2648

Kidney segmentation using dual neural network and one-shot deep learning
Junyu Guo1 and Ivan Pedrosa1
1Radiology, UT southwestern medical center, Dallas, TX, United States

Synopsis

Image segmentation is important for quantitative analysis in many medical applications. Although deep learning methods generate segmentation with high accuracy, the model has to be trained for different organs and image modalities. These training processes are very time-consuming and labor-intensive because of the requirements of drawing masks manually. In this project, we present a dual neural network method trained using one set of 3D MRI data from a single subject. We demonstrate the feasibility of using a single 3D dataset to train a dual neural network for kidney segmentation, which greatly reduce the burden of drawing masks for large datasets.

Introduction

Deep convolution neural network (DCNN) is a powerful tool when trained using massive amounts of data. Image segmentation is crucial to quantification in many medical applications. DCNNs for segmentation have to be trained for different organs and image modalities1,2. However, DCNN training requires a large number of manually segmented masks, which is very time-consuming and labor-intensive, and may take considerable expertise. In most instances, there are very few segmented clinical image datasets available for training. The shortage of labeled data is the major challenge in wide clinical applications of DCNN-based segmentation methods. Different strategies have been employed to address this challenge using one or a few datasets 1,3. In this project, we investigated the feasibility of training a dual neural network to achieve acurate kidney segmentation using a single set of labeled 3D MRI data.

Methods

The labeled datasets were downloaded from the Combined Healthy Abdominal Organ Segmentation (CHAOS) challenge4. The MRI 3D dataset of in- and out-phase T1-weighted (T1w) images (a total of 70 images) from the first subject were used for training and validation. Since this dataset has a limited number of images, data augmentation plays a very important role in training. We took advantage of 3D properties of MRI data to perform 3D-rotational augmentations with 765 different rotations, besides regular 2D augmentations including radial distortion (x2), shear (x3), different noise addition (x6), and intensity inversion (x2). Total number of combinations for all these augmentations is 55080 (Table 1). The original T1w images with slice thickness of 5.5 mm were first resampled to isotropic images with a 1.89 x 1.89 x 1.89 mm3 resolution.
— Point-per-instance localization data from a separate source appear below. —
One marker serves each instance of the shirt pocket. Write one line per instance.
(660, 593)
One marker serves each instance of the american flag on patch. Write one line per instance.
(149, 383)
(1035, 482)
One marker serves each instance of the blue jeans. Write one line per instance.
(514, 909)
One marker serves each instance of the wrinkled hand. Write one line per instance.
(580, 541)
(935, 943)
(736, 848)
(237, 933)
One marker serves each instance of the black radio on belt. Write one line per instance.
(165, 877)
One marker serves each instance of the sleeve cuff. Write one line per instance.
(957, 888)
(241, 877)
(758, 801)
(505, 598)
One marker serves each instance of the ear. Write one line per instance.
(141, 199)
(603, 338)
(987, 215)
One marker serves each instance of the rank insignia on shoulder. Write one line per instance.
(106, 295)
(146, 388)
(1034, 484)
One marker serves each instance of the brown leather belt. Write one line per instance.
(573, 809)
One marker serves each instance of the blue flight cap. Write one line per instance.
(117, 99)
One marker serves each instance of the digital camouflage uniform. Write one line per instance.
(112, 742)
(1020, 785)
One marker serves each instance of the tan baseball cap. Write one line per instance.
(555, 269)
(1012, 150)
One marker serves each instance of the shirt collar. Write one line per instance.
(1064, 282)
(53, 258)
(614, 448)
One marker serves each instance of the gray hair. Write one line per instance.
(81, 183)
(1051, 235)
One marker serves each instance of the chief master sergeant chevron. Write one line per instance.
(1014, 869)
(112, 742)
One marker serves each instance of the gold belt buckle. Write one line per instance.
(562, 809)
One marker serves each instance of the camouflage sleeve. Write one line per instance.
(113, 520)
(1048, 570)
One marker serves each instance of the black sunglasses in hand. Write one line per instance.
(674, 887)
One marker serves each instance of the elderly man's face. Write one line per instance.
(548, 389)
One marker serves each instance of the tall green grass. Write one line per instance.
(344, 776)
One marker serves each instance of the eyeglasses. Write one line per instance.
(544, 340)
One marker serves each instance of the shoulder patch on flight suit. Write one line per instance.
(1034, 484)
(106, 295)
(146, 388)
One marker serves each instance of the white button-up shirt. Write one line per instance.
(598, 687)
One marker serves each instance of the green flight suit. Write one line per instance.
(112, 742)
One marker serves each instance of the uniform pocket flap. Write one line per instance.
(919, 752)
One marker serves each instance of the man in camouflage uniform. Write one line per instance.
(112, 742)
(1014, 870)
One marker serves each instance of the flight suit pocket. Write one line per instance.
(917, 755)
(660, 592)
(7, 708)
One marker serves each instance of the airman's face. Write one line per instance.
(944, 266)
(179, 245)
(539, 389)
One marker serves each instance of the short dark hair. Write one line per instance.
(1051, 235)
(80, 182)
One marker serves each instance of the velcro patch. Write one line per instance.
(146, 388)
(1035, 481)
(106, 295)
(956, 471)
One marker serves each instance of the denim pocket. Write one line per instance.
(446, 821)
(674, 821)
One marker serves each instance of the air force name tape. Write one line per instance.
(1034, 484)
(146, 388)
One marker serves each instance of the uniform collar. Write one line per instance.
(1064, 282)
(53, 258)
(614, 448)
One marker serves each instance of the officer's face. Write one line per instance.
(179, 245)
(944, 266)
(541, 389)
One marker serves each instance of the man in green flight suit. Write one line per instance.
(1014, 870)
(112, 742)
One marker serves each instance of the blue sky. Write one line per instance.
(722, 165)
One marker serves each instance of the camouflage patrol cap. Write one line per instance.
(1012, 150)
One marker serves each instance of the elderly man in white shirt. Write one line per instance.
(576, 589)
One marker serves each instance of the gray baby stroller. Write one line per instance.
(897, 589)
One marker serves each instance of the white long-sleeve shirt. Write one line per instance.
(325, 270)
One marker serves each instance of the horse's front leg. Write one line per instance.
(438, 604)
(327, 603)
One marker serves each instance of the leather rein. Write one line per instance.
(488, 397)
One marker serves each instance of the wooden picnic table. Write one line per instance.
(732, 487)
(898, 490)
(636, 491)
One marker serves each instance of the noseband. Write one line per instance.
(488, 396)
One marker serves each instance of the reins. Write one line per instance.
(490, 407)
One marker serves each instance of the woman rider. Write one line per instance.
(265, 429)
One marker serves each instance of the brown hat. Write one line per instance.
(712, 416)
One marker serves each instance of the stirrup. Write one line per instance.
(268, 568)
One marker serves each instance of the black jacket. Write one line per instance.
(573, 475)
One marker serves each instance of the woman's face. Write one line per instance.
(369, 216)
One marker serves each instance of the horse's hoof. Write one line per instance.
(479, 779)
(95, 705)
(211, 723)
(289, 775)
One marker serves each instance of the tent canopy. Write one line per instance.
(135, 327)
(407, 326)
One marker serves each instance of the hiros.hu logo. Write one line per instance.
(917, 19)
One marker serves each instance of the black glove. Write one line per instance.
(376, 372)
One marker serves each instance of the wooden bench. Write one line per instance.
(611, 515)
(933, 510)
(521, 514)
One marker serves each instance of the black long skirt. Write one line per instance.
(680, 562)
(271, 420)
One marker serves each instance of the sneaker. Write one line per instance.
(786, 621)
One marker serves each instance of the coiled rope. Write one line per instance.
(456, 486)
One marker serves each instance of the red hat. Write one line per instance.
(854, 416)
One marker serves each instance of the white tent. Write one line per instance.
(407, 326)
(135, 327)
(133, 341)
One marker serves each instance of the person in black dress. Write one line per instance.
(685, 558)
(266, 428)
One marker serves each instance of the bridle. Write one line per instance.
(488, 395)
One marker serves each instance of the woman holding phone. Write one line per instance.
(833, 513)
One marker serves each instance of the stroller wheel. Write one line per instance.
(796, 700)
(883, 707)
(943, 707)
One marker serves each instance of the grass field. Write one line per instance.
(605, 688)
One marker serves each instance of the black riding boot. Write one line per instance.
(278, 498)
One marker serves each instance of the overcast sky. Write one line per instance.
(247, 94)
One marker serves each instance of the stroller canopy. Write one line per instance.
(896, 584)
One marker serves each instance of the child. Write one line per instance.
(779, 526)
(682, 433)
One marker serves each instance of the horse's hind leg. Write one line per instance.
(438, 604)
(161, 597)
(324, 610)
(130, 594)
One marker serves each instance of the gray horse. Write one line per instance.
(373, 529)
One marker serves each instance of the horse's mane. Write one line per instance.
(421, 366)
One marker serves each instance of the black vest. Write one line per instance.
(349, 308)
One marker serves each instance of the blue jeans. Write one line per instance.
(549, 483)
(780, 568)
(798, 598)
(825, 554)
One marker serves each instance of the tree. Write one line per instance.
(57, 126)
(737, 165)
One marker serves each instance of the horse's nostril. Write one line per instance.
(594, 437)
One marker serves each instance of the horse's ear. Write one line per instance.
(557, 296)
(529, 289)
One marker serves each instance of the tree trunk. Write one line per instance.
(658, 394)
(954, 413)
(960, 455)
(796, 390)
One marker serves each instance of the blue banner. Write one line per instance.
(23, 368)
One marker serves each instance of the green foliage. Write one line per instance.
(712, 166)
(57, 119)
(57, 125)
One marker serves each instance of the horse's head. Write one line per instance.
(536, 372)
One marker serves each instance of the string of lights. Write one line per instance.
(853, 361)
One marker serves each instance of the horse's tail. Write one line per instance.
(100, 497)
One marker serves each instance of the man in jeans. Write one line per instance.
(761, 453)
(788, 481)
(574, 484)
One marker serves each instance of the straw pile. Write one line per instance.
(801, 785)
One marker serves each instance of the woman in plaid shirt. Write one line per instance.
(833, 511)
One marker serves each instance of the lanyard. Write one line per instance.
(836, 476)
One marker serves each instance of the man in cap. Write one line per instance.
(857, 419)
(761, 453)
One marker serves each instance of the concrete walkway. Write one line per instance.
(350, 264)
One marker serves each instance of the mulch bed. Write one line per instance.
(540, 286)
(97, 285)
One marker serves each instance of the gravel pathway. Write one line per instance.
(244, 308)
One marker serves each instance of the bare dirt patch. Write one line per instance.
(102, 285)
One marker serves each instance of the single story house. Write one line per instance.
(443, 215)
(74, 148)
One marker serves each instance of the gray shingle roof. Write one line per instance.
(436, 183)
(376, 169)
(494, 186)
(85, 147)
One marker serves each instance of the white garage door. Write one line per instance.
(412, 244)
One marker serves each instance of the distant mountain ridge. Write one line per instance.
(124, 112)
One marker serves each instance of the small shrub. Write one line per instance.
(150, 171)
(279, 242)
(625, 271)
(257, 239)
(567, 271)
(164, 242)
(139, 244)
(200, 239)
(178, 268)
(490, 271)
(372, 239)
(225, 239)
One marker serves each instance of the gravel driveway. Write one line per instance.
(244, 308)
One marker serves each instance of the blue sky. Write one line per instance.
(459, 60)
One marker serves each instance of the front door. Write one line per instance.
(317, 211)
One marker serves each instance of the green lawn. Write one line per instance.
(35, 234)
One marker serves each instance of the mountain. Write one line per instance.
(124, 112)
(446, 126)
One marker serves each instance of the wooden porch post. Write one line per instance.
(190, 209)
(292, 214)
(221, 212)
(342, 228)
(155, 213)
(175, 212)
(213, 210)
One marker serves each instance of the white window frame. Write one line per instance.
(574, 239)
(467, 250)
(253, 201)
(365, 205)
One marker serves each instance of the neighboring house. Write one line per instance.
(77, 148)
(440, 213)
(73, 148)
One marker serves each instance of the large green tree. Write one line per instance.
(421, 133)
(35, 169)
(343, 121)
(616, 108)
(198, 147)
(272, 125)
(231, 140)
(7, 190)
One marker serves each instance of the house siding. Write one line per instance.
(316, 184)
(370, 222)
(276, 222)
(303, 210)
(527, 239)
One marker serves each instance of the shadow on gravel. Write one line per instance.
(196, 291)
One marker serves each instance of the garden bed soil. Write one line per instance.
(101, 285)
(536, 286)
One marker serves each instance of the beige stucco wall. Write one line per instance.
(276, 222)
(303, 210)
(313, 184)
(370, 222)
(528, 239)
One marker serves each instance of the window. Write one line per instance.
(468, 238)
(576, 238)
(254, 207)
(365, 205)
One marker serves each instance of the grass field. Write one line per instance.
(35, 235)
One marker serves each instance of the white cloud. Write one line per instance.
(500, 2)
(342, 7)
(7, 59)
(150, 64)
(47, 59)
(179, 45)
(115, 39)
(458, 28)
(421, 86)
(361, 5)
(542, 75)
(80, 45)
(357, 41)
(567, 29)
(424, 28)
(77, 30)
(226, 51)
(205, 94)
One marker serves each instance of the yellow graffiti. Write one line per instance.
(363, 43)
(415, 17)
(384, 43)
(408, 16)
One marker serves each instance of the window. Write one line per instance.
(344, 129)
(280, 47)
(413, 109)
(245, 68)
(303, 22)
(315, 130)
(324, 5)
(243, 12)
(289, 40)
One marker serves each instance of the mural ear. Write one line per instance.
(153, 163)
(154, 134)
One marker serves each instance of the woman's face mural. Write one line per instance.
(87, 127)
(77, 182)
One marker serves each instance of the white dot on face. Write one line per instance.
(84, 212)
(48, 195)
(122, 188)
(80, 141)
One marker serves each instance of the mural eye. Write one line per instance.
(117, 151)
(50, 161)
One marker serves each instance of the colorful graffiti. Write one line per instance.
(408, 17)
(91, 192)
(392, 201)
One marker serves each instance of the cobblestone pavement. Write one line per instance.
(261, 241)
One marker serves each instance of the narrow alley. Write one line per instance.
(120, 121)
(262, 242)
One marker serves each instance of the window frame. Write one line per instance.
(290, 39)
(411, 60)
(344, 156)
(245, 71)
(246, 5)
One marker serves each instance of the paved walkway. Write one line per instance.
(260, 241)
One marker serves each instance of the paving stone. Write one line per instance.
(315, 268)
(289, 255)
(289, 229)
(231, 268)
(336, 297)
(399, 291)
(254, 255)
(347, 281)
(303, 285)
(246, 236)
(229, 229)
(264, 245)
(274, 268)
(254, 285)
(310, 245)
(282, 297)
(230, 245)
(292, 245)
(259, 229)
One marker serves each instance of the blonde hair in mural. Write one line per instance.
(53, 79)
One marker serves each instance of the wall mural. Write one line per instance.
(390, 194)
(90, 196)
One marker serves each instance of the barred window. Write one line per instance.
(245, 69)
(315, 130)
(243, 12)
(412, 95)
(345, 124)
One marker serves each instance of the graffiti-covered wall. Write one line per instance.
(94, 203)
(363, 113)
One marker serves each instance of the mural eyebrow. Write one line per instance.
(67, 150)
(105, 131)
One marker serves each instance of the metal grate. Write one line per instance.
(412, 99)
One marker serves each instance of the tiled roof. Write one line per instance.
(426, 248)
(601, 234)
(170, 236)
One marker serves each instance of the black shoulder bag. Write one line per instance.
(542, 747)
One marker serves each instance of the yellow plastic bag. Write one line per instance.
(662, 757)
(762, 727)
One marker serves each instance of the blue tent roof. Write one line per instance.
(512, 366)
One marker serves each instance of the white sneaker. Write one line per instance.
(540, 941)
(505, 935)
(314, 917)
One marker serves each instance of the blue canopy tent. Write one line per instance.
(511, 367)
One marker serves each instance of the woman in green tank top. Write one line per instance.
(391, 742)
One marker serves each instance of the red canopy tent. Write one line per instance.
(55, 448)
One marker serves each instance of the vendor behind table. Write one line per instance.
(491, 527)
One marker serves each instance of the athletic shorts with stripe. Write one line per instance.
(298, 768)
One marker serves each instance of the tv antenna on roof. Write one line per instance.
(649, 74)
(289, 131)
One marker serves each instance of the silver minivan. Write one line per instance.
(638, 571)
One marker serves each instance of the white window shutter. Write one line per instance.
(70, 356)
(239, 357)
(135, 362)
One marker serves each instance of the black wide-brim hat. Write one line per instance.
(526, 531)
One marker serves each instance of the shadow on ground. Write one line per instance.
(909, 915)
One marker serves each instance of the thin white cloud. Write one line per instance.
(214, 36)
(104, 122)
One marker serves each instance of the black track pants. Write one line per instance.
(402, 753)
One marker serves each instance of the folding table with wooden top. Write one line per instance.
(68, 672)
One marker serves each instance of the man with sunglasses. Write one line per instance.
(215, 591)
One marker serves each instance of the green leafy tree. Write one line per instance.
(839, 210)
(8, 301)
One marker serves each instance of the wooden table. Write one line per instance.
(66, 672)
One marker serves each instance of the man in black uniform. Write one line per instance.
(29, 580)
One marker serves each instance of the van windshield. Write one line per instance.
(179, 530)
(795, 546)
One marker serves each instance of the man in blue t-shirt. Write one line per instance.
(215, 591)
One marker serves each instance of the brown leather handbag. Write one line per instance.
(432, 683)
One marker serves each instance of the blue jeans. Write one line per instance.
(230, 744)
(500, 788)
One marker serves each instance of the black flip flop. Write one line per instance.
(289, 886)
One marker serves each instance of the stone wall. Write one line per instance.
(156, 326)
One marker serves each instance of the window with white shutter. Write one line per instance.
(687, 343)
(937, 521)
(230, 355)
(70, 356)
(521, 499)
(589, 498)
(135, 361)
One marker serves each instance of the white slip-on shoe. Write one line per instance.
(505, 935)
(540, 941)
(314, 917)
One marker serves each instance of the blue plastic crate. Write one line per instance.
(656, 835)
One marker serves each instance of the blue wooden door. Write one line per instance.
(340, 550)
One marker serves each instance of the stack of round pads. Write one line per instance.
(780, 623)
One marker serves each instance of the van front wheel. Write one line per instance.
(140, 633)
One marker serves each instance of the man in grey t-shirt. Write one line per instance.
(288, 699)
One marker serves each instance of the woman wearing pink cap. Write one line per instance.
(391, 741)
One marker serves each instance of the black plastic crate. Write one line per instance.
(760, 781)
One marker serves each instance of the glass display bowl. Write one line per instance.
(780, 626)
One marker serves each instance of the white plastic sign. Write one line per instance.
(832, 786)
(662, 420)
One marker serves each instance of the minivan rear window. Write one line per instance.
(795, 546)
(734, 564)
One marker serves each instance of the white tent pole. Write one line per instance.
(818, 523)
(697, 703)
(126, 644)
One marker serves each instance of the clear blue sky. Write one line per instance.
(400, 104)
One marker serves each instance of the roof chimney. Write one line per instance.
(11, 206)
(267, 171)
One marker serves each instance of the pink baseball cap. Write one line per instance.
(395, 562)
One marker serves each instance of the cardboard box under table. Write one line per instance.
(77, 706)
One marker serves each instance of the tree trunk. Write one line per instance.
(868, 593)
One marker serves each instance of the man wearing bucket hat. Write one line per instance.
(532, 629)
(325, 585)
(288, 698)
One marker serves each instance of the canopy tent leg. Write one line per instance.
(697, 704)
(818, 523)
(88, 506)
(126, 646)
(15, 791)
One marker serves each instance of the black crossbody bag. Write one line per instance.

These isotropic images were further augmented using different combinations of the aforementioned transformations. A dual neural network includes one UResNet (Unet1)5 and one modified UResNet (Unet2) to improve the robustness of mask prediction in Figure 1. Three slices with a slice gap of 5.67 mm were used as inputs for both Unets. In addition, the inputs of Unet2 also include a mask for the third slice. During the prediction phase, the mask input in the Unet2 was first generated by the Unet1 for the best predicted slice, and the rest input masks were generated by the Unet2 itself in Figure 1.
The two Unets were trained separately using the augmented data from the first subject. The hyperparameters include: epoch=10, batchsize=50. Both Unets loaded the pre-trained imagenet weights as the initial weights. Dice coefficient was calculated as the training metric. 70% and 30% of the images were used for training and validation, respectively. In the prediction of the test stage, the masks for the first four subjects in CHAOS datasets were predicted by using the Unet1 and the dual Unets with the best trained weights. Total Dice coefficient for each 3D data set, slice-based Dice coefficients and the masked area for each slice were computed to evaluate the accuracy of the prediction.

Results

Figure 2. shows that both models generated nearly perfect masks for subject 1 (the trained subject) with total Dice coefficients of 0.972 and 0.96, respectively. For the rest three subjects, the dual Unets performed much better than the Unet1 only. For subject 2, total Dice coefficients were 0.915 for the dual Unets, vs. 0.744 for the Unet1 only; for subject 3, total Dice coefficients were 0.905 vs. 0.388; for subject 4, total Dice coefficients were 0.914 vs. 0.592. The numbers of the best predicted slices using Unet1 were 22nd, 9th, 6th, and 13th, respectively for the four subjects. The masks of these slices were used as the inputs for the Unet2. Thereafter, the Unet2 generated much better masks similar to the true mask in Figure 2. However, masks generated by the dual Unets may have larger inconsistencies (lower Dice values) with the true masks at upper and lower poles of kidney. Similarly, the slices at the upper and lower poles of the kidney usually represent the most difficult slices for manual drawing of the mask by humans.
Figure 3 shows mask subtraction maps for the four subjects. One kidney or two kidneys may be missed by the Unet1 in the three new subjects, whose data the Unet1 didn’t see before in the training stage. In comparison, the dual Unets can segment both kidneys. The major differences compared to the true masks were at the edge of kidney. In subject 2, the dual Unets generated overestimated masks as pointed by the arrows, which may be missed by human due to partial volume effects (slice thickness of 9 mm for subject 2).

Discussion/Conclusion

Our results demonstrate the feasibility to train a dual Unets using one 3D dataset from a single subject to perform kidney segmentation on MRI. The prediction using the Unet1 needs further improvements, which could further increase the accuracy of the dual Unets. A few factors including image contrast and slice thickness may play very important roles in prediction of mask for other subjects. In conclusion, we achieved accurate prediction of kidney masks based on training using data from a single subject. This training strategy may be used for other clinical applications.

Acknowledgements

This project is supported by NIH grants R01CA154475, U01CA207091, and P50CA196516.

References

1. Zhang A., et al. Data augmentation using learned transformations for one-shot medical image segmentation. CVPR, June, 2019. https://arxiv.org/pdf/1902.09383.pdf

2. Wang K., et al. Automated CT and MRI Liver Segmentation and Biometry Using a Generalized Convolutional Neural Network. Radiology, 2019; https://doi.org/10.1148/ryai.2019180022

3. Zhang C., et al. CANet: Class-Agnostic Segmentation Networks with Iterative Refinement and Attentive Few-Shot Learning. CVPR, June, 2019. https://arxiv.org/abs/1903.02351

4. A CHAOS challenge. https://chaos.grand-challenge.org/Data/

5. Yakubovskiy P. Segmentation Models. https://github.com/qubvel/segmentation_models

Figures

Table 1. Summary of training data information for subject 1.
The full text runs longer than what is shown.